Many details remain to be released, but this proposal would dramatically and adversely affect the building and preservation of affordable housing in California.

In 2019 alone, the California Tax Credit Allocation Committee (CTCAC) awarded $73 million in state LIHTCs, with an average per property of $2.7 million. CTCAC made similar award amounts in the recent past. The state LIHTC flows to investors over four years.

According to CTCAC, only 16 investors claimed state LIHTC in 2018. Given that the state is proposing to make $500 million in state LIHTC available in 2020, not to mention the expected state tax credit claims in 2020 for prior investments, a $5 million dollar annual limit would severely adversely affect LIHTC equity pricing. 

If enacted, many existing investors would be required to defer claiming a portion of the tax credits for at least three years.  Many of these existing investors would likely attempt to sell some of their current California LIHTC investments, further adversely affecting equity pricing.

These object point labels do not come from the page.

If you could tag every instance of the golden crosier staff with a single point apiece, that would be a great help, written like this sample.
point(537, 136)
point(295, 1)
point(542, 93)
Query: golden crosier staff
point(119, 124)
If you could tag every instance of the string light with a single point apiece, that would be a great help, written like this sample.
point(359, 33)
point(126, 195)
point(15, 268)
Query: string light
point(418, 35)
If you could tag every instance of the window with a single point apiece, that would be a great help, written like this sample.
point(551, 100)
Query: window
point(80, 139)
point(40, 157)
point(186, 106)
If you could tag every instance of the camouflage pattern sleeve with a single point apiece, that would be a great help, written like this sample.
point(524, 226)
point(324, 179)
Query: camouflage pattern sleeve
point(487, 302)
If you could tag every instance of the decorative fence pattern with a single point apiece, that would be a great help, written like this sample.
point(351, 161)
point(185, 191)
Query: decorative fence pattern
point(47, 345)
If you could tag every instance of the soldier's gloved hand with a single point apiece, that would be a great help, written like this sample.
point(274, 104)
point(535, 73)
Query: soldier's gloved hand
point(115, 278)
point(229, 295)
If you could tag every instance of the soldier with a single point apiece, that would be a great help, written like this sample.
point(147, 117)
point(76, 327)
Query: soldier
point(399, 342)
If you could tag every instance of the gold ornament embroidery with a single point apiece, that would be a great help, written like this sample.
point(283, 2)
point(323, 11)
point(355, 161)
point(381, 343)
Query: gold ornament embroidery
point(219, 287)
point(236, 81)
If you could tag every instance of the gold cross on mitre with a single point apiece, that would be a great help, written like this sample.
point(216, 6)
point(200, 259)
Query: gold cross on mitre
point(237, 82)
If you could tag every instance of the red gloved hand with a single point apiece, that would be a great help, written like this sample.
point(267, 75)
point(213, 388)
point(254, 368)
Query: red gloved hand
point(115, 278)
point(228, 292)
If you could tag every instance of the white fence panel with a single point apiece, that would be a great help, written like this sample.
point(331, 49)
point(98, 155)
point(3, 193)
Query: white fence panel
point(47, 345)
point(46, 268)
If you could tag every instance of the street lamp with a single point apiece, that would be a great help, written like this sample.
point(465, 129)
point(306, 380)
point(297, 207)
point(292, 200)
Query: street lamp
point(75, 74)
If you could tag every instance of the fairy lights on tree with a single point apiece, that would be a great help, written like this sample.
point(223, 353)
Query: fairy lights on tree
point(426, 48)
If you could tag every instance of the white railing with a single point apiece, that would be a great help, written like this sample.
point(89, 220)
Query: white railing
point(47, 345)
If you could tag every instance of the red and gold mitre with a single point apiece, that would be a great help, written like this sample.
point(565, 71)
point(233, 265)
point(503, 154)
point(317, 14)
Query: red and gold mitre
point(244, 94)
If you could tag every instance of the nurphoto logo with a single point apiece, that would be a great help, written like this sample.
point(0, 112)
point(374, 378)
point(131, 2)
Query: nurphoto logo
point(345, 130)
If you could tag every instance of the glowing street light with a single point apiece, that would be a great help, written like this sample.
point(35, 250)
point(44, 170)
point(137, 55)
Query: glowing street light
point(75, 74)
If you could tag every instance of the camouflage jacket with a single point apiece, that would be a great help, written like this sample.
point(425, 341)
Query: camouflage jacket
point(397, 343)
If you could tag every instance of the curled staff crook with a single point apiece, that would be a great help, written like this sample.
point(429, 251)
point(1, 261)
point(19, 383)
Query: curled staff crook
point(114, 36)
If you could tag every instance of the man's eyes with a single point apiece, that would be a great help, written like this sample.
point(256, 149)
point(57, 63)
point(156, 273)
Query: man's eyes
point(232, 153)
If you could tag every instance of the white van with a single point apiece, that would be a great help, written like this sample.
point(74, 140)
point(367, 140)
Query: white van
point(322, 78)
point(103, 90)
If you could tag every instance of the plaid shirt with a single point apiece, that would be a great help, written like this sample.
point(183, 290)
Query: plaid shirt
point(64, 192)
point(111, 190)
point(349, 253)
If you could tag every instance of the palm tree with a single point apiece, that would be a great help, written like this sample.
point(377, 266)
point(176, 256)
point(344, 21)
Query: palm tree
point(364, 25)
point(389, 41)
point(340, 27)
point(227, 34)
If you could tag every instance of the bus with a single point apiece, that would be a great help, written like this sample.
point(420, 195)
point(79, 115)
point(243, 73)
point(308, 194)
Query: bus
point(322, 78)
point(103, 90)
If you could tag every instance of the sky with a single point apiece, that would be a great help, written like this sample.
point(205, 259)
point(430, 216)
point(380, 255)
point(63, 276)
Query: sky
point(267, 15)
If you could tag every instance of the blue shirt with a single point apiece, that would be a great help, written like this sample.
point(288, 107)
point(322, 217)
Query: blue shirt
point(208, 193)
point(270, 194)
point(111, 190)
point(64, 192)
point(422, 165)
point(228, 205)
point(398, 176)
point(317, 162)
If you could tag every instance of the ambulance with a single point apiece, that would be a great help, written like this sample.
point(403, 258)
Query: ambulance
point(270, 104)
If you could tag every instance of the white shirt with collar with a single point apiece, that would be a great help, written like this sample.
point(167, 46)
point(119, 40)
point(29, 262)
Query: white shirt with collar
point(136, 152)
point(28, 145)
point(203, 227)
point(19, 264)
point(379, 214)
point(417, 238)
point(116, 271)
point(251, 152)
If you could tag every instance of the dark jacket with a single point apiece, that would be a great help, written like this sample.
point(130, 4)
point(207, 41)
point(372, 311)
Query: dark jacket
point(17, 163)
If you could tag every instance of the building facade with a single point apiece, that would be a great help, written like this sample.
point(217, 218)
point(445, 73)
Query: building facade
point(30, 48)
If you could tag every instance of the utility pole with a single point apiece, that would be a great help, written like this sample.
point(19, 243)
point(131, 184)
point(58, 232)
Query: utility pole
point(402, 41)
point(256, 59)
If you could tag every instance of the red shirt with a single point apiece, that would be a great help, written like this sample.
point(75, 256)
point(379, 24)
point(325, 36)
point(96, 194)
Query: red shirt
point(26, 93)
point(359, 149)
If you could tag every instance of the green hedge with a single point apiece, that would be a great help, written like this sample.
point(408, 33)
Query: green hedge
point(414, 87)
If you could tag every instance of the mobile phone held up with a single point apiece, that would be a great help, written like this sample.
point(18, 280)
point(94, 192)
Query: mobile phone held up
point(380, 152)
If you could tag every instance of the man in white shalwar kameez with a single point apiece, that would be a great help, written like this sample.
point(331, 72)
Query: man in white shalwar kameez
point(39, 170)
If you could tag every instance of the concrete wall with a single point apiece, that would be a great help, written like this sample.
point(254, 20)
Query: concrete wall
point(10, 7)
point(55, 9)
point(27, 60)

This development will be even more troubling if other states follow California’s example. Other states are facing similar budget challenges also have large, important state LIHTC programs and other economic development tax credit incentives. The concept has precedent from the Great Recession in 2009; several legislatures enacted similar limits.

Advocacy efforts are underway to address the effects of the proposal, including a possible exemption for state LIHTCs.